The agreement will share doses “at the optimum time to bolster both our countries’ vaccination programmes,” Health Secretary Sajid Javid said.
The arrangement will allow the UK to better align timings of vaccine supply with future need, including for any booster programme or extension of the rollout to younger teenagers, the DHSC said.
The Joint Committee on Vaccination and Immunisation (JCVI) is yet to provide a recommendation on either, but Prime Minister Boris Johnson appeared to confirm on Thursday that a booster programme will begin this month.
He said, “The priorities now are the older generation going into autumn and winter, and we have always said there would be a booster programme in September—in this month—and we are going ahead with that.”
Following the announcement of the agreement with Australia, Javid said: “Vaccines have built a strong wall of defence in the UK and we want to support nations around the world in recovering from COVID-19 and improving access to vaccines.
“Our agreement with Australia will share doses at the optimum time to bolster both our countries’ vaccination programmes.
“By working with international partners to coordinate the rollout of life-saving vaccines, we will protect more people from this awful virus and save lives.”
The first batch of 292,000 doses to Australia is due to be shipped shortly.
Australian Prime Minister Scott Morrison, who announced the move in a press conference from Canberra on Friday, said: “The plane is on the tarmac now. It will be leaving tomorrow.

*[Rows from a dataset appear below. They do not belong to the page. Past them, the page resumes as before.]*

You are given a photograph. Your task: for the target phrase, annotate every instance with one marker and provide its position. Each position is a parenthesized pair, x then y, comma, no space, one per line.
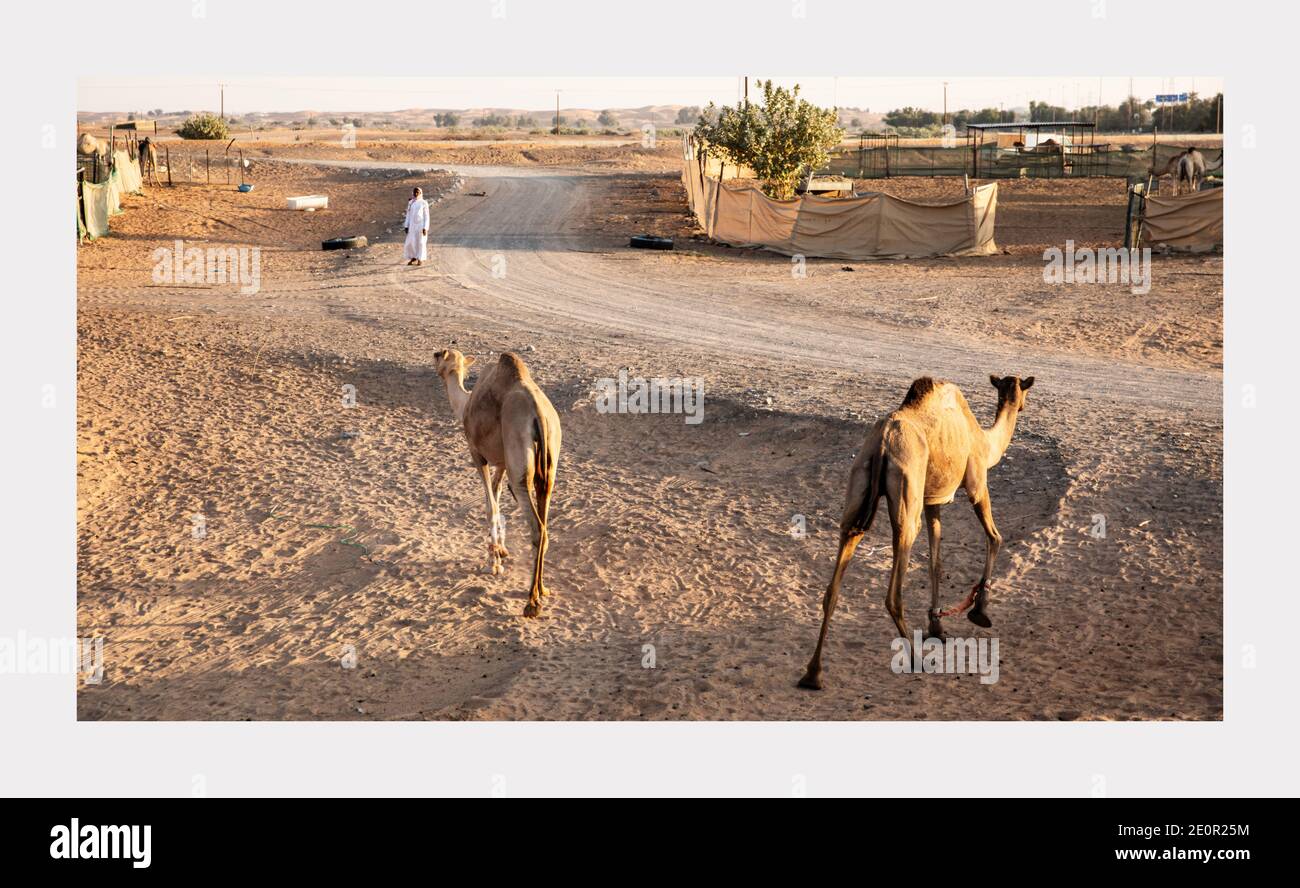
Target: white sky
(375,94)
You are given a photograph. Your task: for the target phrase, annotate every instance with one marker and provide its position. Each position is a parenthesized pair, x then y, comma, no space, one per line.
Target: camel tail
(544,471)
(875,488)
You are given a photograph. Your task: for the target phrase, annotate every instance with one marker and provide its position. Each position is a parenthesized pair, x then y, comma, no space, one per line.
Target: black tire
(345,243)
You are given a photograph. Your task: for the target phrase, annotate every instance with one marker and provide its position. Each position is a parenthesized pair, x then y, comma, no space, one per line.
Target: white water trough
(310,202)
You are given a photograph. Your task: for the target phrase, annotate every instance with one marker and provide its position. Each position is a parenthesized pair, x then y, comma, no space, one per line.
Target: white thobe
(417,226)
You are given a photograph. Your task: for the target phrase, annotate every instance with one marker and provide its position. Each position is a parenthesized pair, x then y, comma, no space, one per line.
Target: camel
(89,144)
(917,458)
(1187,167)
(514,432)
(148,160)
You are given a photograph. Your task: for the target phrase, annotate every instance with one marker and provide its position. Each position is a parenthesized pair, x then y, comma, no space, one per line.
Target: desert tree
(779,137)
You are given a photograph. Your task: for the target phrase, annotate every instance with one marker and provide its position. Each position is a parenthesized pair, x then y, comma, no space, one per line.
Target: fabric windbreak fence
(103,200)
(858,228)
(1188,221)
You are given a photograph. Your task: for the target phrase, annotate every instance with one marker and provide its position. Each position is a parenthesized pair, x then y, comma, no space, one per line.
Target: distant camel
(89,144)
(1187,168)
(148,160)
(512,429)
(917,458)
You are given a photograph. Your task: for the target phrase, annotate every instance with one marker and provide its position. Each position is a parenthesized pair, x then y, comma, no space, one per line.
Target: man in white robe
(417,229)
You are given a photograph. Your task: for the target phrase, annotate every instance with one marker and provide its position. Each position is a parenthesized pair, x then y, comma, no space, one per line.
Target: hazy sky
(372,94)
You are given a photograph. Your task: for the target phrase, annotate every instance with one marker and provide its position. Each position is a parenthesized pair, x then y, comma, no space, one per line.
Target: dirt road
(681,587)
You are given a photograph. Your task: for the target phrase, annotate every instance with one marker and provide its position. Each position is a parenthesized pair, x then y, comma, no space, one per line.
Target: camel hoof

“Those doses will be coming over the course of the next few weeks, which will see us double the Pfizer doses that we have during September.
“This means from Downing Street to Down Under, we are doubling down on what the Pfizer doses are here in Australia this month.”
Australia has one of the slowest vaccine rollouts among wealthy countries, with just 36.4 percent of people over the age of 16 fully vaccinated, according to the Australian Immunisation Register.
The country’s two most populous states, Victoria and New South Wales, are in lockdown and counting on getting their residents vaccinated to contain the outbreak of the Delta variant which began in Sydney in mid-June.
The deal with Australia comes as the UK announced that the latest batch of its Oxford/AstraZeneca COVID-19 vaccines has been delivered through the COVAX scheme, designed to ensure vaccines are available for poorer countries around the world.
The government said more than nine million COVID-19 vaccines from the UK have now been sent to developing nations across Africa and Asia.
The agreement with Australia is separate from the commitment to send 100 million vaccines overseas, the DHSC said.